Die Vorsorge bzw. Therapie berücksichtigt die individuell vorhandenen Risikofaktoren. Von Wichtigkeit, gerade bei der Vorsorge, ist die Balance der weiblichen Geschlechtshormone: Über die Laboruntersuchung Estronex (Ganzimmun) können Risikoöstrogene identifiziert und ggfs. therapeutische Maßnahmen getätigt werden.

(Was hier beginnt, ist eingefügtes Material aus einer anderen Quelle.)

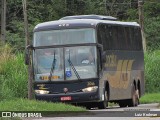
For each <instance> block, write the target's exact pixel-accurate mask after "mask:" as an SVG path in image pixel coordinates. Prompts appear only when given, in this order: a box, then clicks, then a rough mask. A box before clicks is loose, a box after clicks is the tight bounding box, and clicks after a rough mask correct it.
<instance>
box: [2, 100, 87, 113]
mask: <svg viewBox="0 0 160 120" xmlns="http://www.w3.org/2000/svg"><path fill="white" fill-rule="evenodd" d="M0 111H57V112H59V111H64V112H68V111H69V112H73V111H75V112H76V111H80V112H84V111H86V110H85V108H82V107H76V106H73V105H69V104H64V103H51V102H45V101H36V100H27V99H14V100H7V101H6V100H3V101H1V102H0Z"/></svg>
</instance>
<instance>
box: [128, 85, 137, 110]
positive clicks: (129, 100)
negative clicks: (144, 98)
mask: <svg viewBox="0 0 160 120" xmlns="http://www.w3.org/2000/svg"><path fill="white" fill-rule="evenodd" d="M138 104H139V90H138V89H137V90H136V89H135V86H133V87H132V98H131V99H130V100H129V101H128V107H135V106H138Z"/></svg>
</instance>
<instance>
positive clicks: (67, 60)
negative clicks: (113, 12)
mask: <svg viewBox="0 0 160 120" xmlns="http://www.w3.org/2000/svg"><path fill="white" fill-rule="evenodd" d="M30 48H32V59H31V60H32V68H33V78H34V92H35V98H36V99H38V100H45V101H52V102H65V103H77V104H79V103H81V104H84V105H86V106H87V107H88V108H91V107H98V108H100V109H101V108H102V109H103V108H106V107H107V105H108V102H115V103H118V104H119V105H120V107H127V106H128V107H130V106H137V105H138V104H139V98H140V97H141V96H142V95H143V94H144V53H143V47H142V36H141V28H140V26H139V24H137V23H136V22H121V21H117V19H116V18H114V17H111V16H100V15H80V16H68V17H64V18H62V19H60V20H57V21H50V22H44V23H40V24H38V25H37V26H36V27H35V28H34V38H33V45H32V46H30Z"/></svg>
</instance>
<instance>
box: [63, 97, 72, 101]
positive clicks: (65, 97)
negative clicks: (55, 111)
mask: <svg viewBox="0 0 160 120" xmlns="http://www.w3.org/2000/svg"><path fill="white" fill-rule="evenodd" d="M71 99H72V98H71V96H66V97H61V101H66V100H71Z"/></svg>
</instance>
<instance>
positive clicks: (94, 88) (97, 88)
mask: <svg viewBox="0 0 160 120" xmlns="http://www.w3.org/2000/svg"><path fill="white" fill-rule="evenodd" d="M97 89H98V86H92V87H87V88H84V89H82V91H83V92H96V91H97Z"/></svg>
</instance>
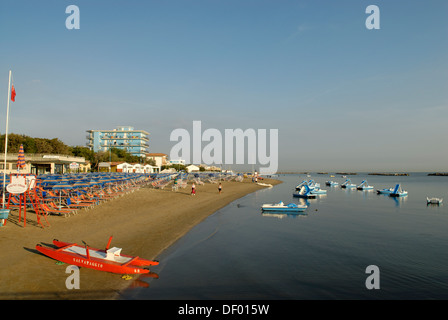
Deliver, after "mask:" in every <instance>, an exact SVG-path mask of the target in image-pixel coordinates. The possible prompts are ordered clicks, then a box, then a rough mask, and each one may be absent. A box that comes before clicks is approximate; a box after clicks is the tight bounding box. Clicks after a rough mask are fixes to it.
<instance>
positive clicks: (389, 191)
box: [376, 188, 394, 194]
mask: <svg viewBox="0 0 448 320" xmlns="http://www.w3.org/2000/svg"><path fill="white" fill-rule="evenodd" d="M392 191H394V188H384V189H381V190H380V189H377V190H376V193H378V194H390V193H391V192H392Z"/></svg>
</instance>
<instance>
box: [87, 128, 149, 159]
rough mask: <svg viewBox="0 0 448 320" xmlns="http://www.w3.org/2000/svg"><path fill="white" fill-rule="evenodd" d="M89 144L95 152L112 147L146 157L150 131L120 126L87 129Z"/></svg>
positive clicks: (110, 147) (104, 149) (87, 144)
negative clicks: (116, 126) (101, 128)
mask: <svg viewBox="0 0 448 320" xmlns="http://www.w3.org/2000/svg"><path fill="white" fill-rule="evenodd" d="M87 132H88V133H89V135H88V136H87V139H88V140H89V141H88V142H87V146H88V147H89V149H90V150H93V151H94V152H99V151H108V150H109V149H110V148H117V149H121V150H125V151H127V152H128V153H130V154H131V155H133V156H138V157H145V156H146V154H147V153H148V150H149V145H148V142H149V138H148V137H149V132H146V131H144V130H134V128H133V127H128V126H120V127H117V128H116V129H113V130H87Z"/></svg>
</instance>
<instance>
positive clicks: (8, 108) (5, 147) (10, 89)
mask: <svg viewBox="0 0 448 320" xmlns="http://www.w3.org/2000/svg"><path fill="white" fill-rule="evenodd" d="M10 99H11V70H9V82H8V103H7V107H6V132H5V159H4V163H3V195H2V200H3V201H2V209H5V192H6V186H5V184H6V154H7V153H8V120H9V100H10Z"/></svg>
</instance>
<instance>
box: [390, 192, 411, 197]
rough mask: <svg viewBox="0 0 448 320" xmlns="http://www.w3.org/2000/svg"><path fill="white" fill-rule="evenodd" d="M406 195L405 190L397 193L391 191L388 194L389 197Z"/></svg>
mask: <svg viewBox="0 0 448 320" xmlns="http://www.w3.org/2000/svg"><path fill="white" fill-rule="evenodd" d="M407 195H408V193H407V192H399V193H393V192H391V193H390V194H389V196H391V197H405V196H407Z"/></svg>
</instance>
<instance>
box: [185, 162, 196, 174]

Die Häufigkeit des Brustkrebses ist weltweit sehr unterschiedlich, besonders Japanerinnen und Koreanerinnen sind auffällig seltener davon betroffen, als Frauen in westlichen Nationen. Weiterhin haben Migrationsstudien gezeigt, dass sich die Brustkrebsrate bei einwandernden Asiatinnen, die den westlichen Lebensstil annehmen, angleicht. Somit ist der Faktor Umweltbedingungen, wozu auch der Lebens- und Ernährungsstil gehört, sehr bedeutend. Die hohe Aufnahme von Soja-Isoflavonen (Misosuppe), Jod (Sushi, Algensalat), Omega-3-Fettsäuren (Seafood) und sekundären Pflanzenstoffen (Gemüse) mit der traditionellen japanischen Ernährung führt zu einem schlanken Habitus und hat offensichtlich präventiven Einfluss.